A que ponto chegamos, senhoras e senhores…
Repito: o maior exemplo dessa maluquice toda que deforma a percepção de realidade de tantos e tantos e, por fim, acaba por deformar a própria realidade é a negação da configuração mais basilar de toda a vida no Planeta Terra, e não somente a humana: a categoria natural do sexo, a oposição complementear basilar do masculino e do feminino.
Uma configuração nada mais é do que a forma dada a alguma coisa ou tomada por ela e que a define e caracteriza como tal; é a forma resultante do arranjo de suas próprias partes e características integrantes. O caso do sexo não é um mistério filosófico ou teológico, é uma questão mera e simplesmente biológica – é a ciência da vida, dos seres vivos, em sua representação mais basilar e pura.
A nossa categorização enquanto seres humanos entre masculino e feminino não é resultado de uma uma construção opressora do patriarcado, do cristianismo, do capitalismo, ou seja lá qual for o culpado segundo a concepção revolucionária de tal categoria.
A configuração típica de sexo é um produto de um BILHÃO (sim, BILHÃO) de anos de evolução da vida na Terra – um tempo levemente mais longo do que a própria existência do homo sapiens. Além disso, as configurações de paternidade típicas não somente de nós, seres humanos, mas de nossa subclasse de animais vertebrados, os Mamíferos, possuem pelo menos 200 MILHÕES de anos. Sim, as categorias de pai, mãe e prole também são um pouquinho mais velhas do que a nossa espécie, a qual, segundo os cientistas, possui cerca de 300 MIL anos de existência. Como bem afirma o psicólogo clínico e pensador canadense Jordan Peterson, as categorias de sexo e paternidade dos seres humanos simplesmente são “categorias naturais, profundamente integradas a nossas estruturas perceptivas, emocionais e motivacionais.” (PETERSON, 2018, p. 39)

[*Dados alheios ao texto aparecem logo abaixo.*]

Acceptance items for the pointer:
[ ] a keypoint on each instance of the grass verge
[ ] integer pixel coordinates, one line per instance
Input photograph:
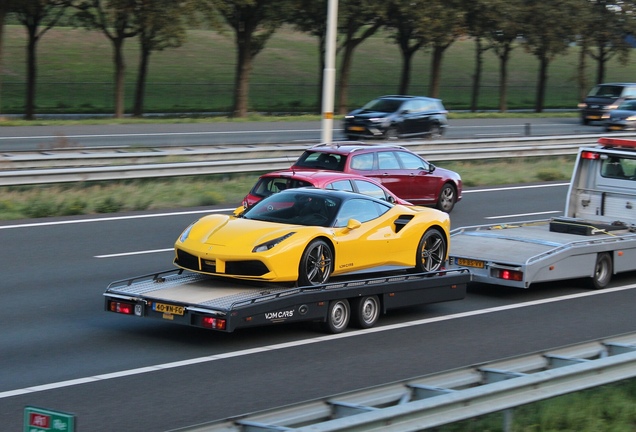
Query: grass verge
(37, 201)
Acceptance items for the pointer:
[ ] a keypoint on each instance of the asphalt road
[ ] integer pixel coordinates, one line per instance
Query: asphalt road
(61, 351)
(193, 134)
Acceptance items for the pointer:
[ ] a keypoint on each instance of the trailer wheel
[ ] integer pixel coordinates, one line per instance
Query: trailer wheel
(602, 271)
(338, 316)
(315, 264)
(366, 311)
(431, 251)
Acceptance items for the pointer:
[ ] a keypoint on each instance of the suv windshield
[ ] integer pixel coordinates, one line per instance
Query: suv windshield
(383, 105)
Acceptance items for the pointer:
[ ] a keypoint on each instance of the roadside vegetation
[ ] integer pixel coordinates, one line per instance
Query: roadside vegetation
(38, 201)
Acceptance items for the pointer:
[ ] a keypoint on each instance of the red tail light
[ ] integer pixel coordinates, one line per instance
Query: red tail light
(121, 307)
(213, 323)
(513, 275)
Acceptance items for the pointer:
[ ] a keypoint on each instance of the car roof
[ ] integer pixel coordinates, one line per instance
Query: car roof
(343, 195)
(346, 147)
(311, 174)
(406, 97)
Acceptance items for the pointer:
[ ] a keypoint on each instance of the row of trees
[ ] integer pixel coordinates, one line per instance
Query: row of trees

Dessa forma, essas categorias não são nada mais e nada menos do que a própria estrutura da realidade, o produto próprio da evolução da vida, resultante não de milhares, nem de centenas de milhares de anos, mas de milhões, de centenas de milhões – e até de um bilhão de anos! Isso é a representação mais pura do princípio da permanência, a característica típica da própria ordem natural das coisas (leia o meu artigo de 27/10/2023 para entender melhor o conceito, caso ache necessário). É permanência na veia – ou, melhor ainda, no DNA. E, assim como o DNA, elas são o nosso próprio conjunto de dados e informações, a nossa base de características a serem reproduzidas, desenvolvidas e mantidas.
Simplesmente não há como ser mais claro do que isso.

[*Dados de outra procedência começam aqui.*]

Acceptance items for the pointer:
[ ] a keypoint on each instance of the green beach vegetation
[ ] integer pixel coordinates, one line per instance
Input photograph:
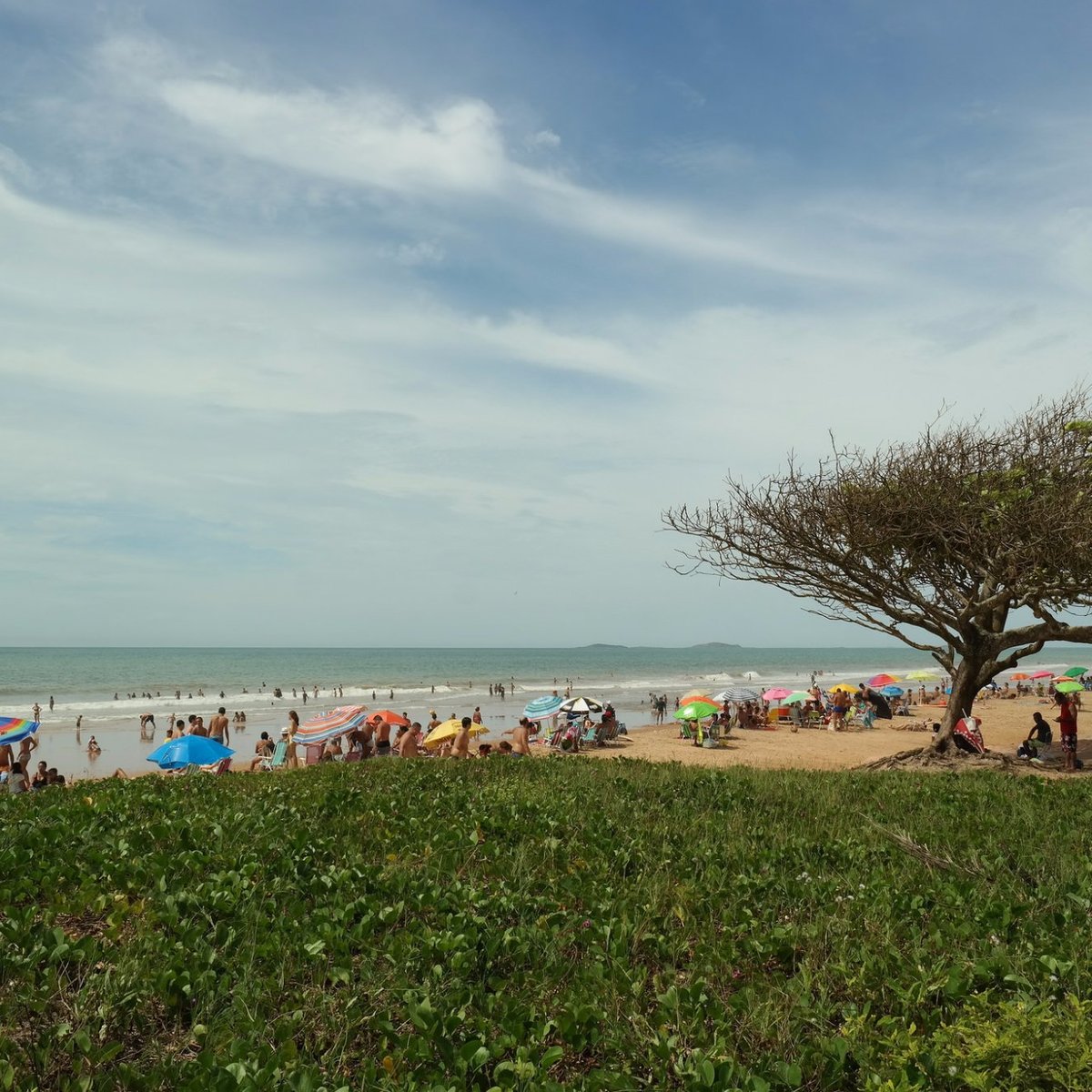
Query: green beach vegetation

Nós evoluímos segundo o mundo das categorias de sexo e paternidade, o mundo social pré-humano. Essas configurações e categorias estão impressas em nossos cérebros e códigos genéticos. Elas são parte de nós.

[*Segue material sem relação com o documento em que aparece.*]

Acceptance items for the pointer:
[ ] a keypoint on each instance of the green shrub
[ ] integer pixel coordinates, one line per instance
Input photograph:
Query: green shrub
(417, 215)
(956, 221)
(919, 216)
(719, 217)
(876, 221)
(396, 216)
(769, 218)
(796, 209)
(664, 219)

E é justamente por isso que é tão imensamente perigoso o trabalho revolucionário de alteração e destruição das configurações básicas de sexo e paternidade. Ninguém deve brincar de Deus. Jamais.
A “cerca de Chesterton” não representa de forma alguma uma trava, um bloqueio à mudança, adaptação e reforma de nossas instituições, crenças, tradições e costumes. O que ela representa é, na verdade, um chamado à humildade. Um chamado à necessidade que temos de analisar e compreender as coisas antes de iniciarmos um processo de mudanças ou de destruição daquilo que não entendemos – ou daquilo que achamos que entendemos.
Faço votos que adotemos o princípio da “cerca de Chesterton” em sinal de humildade, em respeito à prudência e ao bom senso.
E faço votos que possamos transmitir tal sabedoria para o máximo de pessoas possível.